Monday, April 13, 2009

Fully Human

This is a phrase that Jacob Bronowski used often in his writing on science and the arts. It always intrigued me because "human" as a species designation didn't probe or expand that word deeply enough for me. When we ask what the fullness of the human condition might be, it's hard to know whether this is a consequence of the brain, of our curiosity and striving, of our longing for transcendance, of our capacity for hope or out capacity for self-delusion.

Maybe this has always been a difficult problem to solve, but it is certainly that kind of problem in the contemporary world. Who helps lead us to an answer or even to the need to ask the question? I believe the schools have failed us, especially the university-factories. Religion has failed us, cowering in their "one-trueness" instead of living out their common core messages. Our leaders have failed us with little courage and imagination.

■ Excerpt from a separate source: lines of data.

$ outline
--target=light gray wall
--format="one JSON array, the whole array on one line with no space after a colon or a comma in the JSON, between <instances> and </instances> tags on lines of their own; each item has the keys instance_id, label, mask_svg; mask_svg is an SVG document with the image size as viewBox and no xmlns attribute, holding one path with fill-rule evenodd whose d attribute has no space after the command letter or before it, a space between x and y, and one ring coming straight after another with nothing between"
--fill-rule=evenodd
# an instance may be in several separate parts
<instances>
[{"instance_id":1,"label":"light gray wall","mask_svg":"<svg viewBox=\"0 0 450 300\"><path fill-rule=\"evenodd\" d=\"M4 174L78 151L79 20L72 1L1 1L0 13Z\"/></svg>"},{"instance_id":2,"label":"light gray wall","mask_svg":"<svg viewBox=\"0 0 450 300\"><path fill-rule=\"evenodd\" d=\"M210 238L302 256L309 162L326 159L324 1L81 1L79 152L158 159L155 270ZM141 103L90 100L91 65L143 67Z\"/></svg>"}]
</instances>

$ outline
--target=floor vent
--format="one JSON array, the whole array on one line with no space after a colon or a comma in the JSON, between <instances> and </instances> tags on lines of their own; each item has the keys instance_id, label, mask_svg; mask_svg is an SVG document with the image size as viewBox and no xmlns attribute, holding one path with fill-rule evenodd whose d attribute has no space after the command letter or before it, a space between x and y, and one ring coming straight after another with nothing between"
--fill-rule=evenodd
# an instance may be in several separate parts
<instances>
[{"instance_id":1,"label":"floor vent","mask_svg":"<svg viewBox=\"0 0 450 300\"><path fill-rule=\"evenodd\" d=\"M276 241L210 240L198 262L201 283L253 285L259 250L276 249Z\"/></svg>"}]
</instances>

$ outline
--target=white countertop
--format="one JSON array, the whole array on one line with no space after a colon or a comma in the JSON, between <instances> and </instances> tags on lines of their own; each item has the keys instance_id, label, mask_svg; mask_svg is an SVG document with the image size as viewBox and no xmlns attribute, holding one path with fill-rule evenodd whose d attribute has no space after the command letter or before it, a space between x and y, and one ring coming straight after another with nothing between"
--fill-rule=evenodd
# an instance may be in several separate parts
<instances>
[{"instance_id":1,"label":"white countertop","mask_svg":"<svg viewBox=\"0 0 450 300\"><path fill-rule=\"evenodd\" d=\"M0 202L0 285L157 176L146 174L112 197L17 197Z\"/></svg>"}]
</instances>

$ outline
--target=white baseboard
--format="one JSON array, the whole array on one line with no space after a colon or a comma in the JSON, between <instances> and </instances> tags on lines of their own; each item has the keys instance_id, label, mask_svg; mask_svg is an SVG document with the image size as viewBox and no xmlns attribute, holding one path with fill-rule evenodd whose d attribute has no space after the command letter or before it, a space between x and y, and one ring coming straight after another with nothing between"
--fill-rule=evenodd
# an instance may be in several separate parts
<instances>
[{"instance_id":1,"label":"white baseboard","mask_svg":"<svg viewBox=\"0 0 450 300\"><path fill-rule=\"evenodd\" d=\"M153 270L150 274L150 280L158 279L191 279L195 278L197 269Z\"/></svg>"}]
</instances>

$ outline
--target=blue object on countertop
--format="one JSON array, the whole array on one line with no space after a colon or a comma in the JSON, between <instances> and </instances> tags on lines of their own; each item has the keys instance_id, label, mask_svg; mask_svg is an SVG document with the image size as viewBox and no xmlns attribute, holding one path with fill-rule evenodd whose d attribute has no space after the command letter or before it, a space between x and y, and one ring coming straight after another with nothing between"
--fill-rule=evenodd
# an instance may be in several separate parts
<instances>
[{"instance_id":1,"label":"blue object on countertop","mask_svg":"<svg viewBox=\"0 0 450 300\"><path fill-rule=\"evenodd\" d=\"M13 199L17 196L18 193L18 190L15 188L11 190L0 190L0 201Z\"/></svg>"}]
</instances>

Have we failed ourselves as well? No one escapes the events of life that inevitably can discourage, poison, darken and even destroy us. But these are precisely the events that require the courage and faith that take us beyond ourselves. And that to me is where the fullness of being human lies. Truly, we are only "fully human" to the degree that all of us are.

Wednesday, April 8, 2009

Black Hole

Each of us is a black hole. If we stay comfortably outside of our own event horizons, we know the rules and negotiate the universe, even with its strangeness and eccentricities. But if we have the courage to approach that event horizon, we are pulled deep within ourselves, taken apart, reconfigured, and thrust into a new world as new selves with new mysteries to share.

Monday, April 6, 2009

Freedom

Freedom means the freedom to do or think what we want without limits or responsibilities. At least that's what many think and act on. But that to me is the emptiest and shallowest freedom. It a freedom that teaches us nothing and contributes nothing. It's a narcissistic freedom, a dead end. Freedom can only be understood in the contexts of the limits imposed on it, the limits it imposes on itself, the consequences it accepts when it acts with integrity. Mature freedom is not adolescent freedom. Freedom doesn't separate and glorify the individual; rather true freedom frees the self from the burden of self and allows unfettered connection to the larger community and the larger end.